Estimating the prediction (lack of) accuracy
Several strategies to estimate prediction accuracy of a classifier:
(1) Compute a test error (as above): Partition the data set \(\mathcal{S}\) into a training set \(\mathcal{S}_\text{train}\) (to train the classifier) and a test set \(\mathcal{S}_\text{test}\) (on which to evaluate the misclassification rate \(e_\text{test}\)).
(2) Compute an \(L\)-fold cross-validation error:
Partition the data set \(\mathcal{S}\) into \(L\) folds \(\mathcal{S}_{\ell}\), \(\ell=1,\ldots,L\). For each \(\ell\), evaluate the test error \(e_{\text{test},\ell}\) associated with training set \(\mathcal{S}\setminus\mathcal{S}_{\ell}\) and test set \(\mathcal{S}_{\ell}\).

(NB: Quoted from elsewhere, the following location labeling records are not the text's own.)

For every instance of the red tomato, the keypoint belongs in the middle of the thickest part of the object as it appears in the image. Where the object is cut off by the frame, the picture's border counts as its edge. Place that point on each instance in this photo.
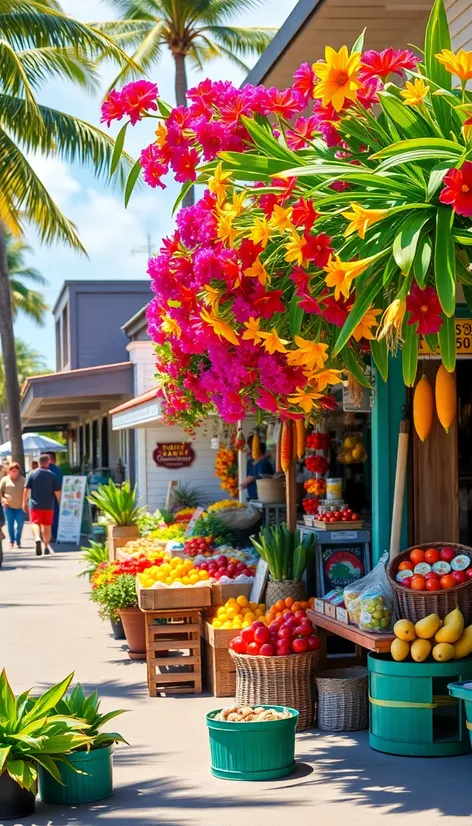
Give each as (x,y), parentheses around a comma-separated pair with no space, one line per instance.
(238,645)
(299,646)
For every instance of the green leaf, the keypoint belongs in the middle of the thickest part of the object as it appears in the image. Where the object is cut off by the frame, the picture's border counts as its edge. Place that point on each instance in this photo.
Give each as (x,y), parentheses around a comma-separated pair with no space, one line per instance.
(445,260)
(118,148)
(131,182)
(406,241)
(409,352)
(447,343)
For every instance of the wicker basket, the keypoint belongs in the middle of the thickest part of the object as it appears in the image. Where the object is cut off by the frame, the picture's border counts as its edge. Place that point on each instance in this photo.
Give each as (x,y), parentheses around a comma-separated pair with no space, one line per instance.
(283,681)
(282,588)
(342,699)
(415,605)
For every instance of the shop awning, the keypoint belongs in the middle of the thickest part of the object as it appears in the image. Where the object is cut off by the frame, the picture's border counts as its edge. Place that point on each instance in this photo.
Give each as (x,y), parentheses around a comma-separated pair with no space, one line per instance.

Then the (\(L\)-fold) ‘cross-validation error’ is: \[
e_\text{CV}=\frac{1}{L}\sum_{\ell=1}^L e_{\text{test},\ell}
\]
(3) Compute the Out-Of-Bag (OOB) error:
For each observation \(X_i\) from \(\mathcal{S}\), define the OOB prediction as \[
\phi_{\mathcal{S}}^\text{OOB}(X_i)
= \underset{k\in\{1,\ldots,K\}}{\operatorname{argmax}} \# \{ b:\phi_{\mathcal{S}^{*b}}(X_i)=k
\textrm{ and } (X_i,Y_i)\notin \mathcal{S}^{*b} \}
\] This is a majority voting discarding, quite naturally, bootstrap samples that use \((X_i,Y_i)\) to train the classification tree. The OOB error is then the corresponding misclassification rate \[
e_\text{OOB}=\frac{1}{n}\sum_{i=1}^n
\mathbb{1}[ \phi_{\mathcal{S}}^\text{OOB}(X_i) \neq Y_i]
\]